Using slim to Build Model Architectures

This notebook gives a simple example of using Tensorflow's slim library to construct a "deeper" learning architecture for the MNIST dataset. We'll see how easy it is to construct architectures, and how to output simple summaries from Tensorboard.

As a simple example, we'll use the architecture presented in Michael Nielsen's online textbook. This knowledge will later become useful as we explore more complicated architectures like Inception.


In [1]:
from __future__ import absolute_import
from __future__ import division
from __future__ import print_function

import tensorflow as tf
import tensorflow.contrib.slim as slim
import numpy as np

from tensorflow.examples.tutorials.mnist import input_data as mnist_data

In [2]:
# Read in MNIST dataset, compute mean / standard deviation of the training images
mnist = mnist_data.read_data_sets('MNIST_data', one_hot=True)

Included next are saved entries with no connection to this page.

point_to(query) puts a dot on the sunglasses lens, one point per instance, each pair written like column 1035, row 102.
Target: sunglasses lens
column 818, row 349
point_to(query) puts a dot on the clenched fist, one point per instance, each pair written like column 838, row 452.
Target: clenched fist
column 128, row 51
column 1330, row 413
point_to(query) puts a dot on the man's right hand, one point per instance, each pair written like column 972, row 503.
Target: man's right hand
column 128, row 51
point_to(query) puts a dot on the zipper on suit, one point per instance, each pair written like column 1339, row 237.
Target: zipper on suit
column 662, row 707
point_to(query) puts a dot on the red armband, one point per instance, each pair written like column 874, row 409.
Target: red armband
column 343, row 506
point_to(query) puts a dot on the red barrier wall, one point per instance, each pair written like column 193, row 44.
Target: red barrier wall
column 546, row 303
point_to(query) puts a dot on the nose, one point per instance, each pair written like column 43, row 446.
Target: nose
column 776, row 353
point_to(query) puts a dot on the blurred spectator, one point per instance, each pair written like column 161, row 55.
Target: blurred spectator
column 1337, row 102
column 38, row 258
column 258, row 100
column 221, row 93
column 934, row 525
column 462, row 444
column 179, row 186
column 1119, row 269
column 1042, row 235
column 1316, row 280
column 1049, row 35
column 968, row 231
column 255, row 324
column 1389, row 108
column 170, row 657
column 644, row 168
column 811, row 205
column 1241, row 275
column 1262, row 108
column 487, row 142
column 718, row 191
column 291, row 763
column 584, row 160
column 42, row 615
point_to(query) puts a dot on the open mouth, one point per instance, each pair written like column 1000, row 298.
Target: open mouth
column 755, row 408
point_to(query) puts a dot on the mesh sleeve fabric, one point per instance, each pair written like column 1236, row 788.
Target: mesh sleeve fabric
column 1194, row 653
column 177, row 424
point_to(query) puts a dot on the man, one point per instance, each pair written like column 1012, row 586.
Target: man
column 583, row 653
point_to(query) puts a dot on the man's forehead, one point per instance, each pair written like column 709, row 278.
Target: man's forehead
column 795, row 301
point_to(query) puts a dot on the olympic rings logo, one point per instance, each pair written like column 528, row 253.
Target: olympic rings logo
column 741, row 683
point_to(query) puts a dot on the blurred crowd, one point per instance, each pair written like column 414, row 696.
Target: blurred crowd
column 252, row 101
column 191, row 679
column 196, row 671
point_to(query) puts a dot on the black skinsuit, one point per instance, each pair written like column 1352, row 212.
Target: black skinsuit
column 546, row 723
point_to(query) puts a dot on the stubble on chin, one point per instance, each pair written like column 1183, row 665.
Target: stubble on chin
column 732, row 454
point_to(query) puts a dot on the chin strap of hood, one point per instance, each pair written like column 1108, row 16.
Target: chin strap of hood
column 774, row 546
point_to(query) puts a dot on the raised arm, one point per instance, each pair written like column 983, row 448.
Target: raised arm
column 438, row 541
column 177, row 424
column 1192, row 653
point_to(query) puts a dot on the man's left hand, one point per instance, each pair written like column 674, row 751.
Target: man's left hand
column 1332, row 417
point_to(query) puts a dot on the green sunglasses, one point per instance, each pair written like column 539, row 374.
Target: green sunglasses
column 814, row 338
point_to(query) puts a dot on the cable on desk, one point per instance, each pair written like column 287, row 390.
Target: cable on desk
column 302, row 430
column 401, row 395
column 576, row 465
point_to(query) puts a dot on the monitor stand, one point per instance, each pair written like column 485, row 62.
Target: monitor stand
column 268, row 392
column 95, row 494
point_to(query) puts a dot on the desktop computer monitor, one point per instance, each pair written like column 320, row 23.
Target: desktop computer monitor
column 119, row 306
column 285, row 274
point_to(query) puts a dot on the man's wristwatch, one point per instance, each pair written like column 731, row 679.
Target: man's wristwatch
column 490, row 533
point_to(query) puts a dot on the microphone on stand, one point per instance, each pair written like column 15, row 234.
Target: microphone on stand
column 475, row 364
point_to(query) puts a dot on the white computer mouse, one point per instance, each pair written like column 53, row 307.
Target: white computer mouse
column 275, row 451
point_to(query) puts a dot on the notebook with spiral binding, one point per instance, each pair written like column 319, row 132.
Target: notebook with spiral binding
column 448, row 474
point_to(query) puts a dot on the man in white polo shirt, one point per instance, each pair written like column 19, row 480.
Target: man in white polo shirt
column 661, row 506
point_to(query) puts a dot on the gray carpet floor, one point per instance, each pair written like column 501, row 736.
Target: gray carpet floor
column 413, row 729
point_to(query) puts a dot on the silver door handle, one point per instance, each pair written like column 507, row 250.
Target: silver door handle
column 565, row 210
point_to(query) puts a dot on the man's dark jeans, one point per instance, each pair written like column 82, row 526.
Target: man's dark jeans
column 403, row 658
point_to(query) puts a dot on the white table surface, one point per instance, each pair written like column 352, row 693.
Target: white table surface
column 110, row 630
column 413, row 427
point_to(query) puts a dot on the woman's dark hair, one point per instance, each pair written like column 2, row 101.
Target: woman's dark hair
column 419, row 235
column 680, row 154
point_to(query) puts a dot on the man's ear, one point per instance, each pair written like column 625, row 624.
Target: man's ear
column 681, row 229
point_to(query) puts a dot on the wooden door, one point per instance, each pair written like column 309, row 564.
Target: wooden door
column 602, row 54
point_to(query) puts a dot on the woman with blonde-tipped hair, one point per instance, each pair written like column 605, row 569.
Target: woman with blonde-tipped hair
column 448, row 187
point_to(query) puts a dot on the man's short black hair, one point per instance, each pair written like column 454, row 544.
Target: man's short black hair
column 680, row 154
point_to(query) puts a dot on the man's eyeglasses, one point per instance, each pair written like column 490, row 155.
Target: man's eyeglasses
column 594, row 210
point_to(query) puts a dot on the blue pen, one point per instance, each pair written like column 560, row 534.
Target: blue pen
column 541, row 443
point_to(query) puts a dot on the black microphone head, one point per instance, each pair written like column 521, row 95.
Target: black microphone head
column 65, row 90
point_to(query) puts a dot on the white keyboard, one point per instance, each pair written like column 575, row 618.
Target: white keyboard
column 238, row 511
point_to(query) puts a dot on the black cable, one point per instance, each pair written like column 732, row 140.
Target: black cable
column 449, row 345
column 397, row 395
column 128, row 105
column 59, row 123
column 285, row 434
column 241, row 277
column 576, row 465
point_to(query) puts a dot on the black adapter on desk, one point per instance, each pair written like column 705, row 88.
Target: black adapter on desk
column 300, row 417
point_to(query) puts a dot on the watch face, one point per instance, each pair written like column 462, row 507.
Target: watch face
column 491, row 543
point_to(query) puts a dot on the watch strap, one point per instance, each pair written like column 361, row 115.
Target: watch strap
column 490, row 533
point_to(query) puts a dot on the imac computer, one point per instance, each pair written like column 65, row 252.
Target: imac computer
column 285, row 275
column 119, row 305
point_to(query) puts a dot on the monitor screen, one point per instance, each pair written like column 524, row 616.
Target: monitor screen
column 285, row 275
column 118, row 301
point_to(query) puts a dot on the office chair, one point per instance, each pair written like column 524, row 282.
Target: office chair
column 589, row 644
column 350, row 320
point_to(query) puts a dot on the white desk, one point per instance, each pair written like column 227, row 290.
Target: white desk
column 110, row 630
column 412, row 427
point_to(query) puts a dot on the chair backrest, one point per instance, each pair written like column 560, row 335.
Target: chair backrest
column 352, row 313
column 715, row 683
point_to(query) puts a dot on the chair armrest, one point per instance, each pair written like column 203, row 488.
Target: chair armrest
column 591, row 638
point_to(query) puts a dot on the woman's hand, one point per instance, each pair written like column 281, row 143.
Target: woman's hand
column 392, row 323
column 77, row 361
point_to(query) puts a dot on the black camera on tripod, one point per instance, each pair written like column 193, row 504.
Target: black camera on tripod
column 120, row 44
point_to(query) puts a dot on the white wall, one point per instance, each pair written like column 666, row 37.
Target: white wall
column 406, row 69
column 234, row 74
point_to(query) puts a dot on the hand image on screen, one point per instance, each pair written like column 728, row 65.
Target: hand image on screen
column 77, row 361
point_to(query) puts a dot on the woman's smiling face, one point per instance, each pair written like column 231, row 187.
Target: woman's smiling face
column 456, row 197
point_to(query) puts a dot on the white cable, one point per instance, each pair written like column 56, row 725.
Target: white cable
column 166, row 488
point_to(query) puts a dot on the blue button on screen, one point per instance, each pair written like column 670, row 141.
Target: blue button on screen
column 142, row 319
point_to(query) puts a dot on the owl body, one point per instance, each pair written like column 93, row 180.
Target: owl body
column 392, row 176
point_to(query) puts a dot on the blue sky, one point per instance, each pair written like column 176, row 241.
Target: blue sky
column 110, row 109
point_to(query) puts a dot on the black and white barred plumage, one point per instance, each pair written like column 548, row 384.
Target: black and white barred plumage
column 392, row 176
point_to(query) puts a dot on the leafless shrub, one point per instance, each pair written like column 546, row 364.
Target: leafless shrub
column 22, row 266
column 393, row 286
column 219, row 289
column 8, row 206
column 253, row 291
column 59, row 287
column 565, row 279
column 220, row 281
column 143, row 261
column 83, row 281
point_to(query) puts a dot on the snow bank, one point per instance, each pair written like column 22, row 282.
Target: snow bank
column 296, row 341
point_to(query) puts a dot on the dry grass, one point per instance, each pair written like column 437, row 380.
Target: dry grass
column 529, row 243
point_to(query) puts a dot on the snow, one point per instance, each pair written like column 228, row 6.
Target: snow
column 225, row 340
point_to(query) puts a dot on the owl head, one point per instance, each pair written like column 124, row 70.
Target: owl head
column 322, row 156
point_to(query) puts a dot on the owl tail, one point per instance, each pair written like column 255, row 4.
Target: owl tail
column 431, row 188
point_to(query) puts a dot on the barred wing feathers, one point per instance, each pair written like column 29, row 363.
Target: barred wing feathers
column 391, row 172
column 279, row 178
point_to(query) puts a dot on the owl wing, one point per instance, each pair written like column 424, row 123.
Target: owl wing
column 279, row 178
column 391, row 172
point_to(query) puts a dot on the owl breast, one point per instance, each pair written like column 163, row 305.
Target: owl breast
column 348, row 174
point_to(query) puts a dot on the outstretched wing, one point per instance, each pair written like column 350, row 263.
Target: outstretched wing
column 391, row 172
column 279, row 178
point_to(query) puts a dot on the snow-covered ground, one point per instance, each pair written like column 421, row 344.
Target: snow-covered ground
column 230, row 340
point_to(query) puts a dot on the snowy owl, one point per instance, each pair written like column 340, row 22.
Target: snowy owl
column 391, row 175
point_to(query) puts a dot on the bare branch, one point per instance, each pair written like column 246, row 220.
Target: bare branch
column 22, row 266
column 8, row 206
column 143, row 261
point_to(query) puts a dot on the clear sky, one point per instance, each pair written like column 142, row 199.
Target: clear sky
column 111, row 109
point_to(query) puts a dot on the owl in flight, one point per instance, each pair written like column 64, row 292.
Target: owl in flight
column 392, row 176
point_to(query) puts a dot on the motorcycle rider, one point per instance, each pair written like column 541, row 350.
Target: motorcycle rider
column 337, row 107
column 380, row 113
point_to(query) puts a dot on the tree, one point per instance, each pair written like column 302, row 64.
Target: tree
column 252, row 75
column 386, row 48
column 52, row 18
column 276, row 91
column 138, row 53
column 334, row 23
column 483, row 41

MEAN = np.mean(mnist.train.images)
STD = np.std(mnist.train.images)


Extracting MNIST_data/train-images-idx3-ubyte.gz
Extracting MNIST_data/train-labels-idx1-ubyte.gz
Extracting MNIST_data/t10k-images-idx3-ubyte.gz
Extracting MNIST_data/t10k-labels-idx1-ubyte.gz

In [3]:
# Convenience method for reshaping images. The included MNIST dataset stores images
# as Nx784 row vectors. This method reshapes the inputs into Nx28x28x1 images that are
# better suited for convolution operations and rescales the inputs so they have a
# mean of 0 and unit variance.
def resize_images(images):
    reshaped = (images - MEAN)/STD
    reshaped = np.reshape(reshaped, [-1, 28, 28, 1])
    
    assert(reshaped.shape[1] == 28)
    assert(reshaped.shape[2] == 28)
    assert(reshaped.shape[3] == 1)
    
    return reshaped

NielsenNet

The neural net architecture presented by Michael Nielsen in chapter 6 of his textbook achieves an accuracy in excess of 99%. I've dubbed this architecture NielsenNet. It consists of two convolution layers, followed by two fully connected neural network layers, followed by an output layer. Dropout is used to after each fully-connected layer to control overfitting.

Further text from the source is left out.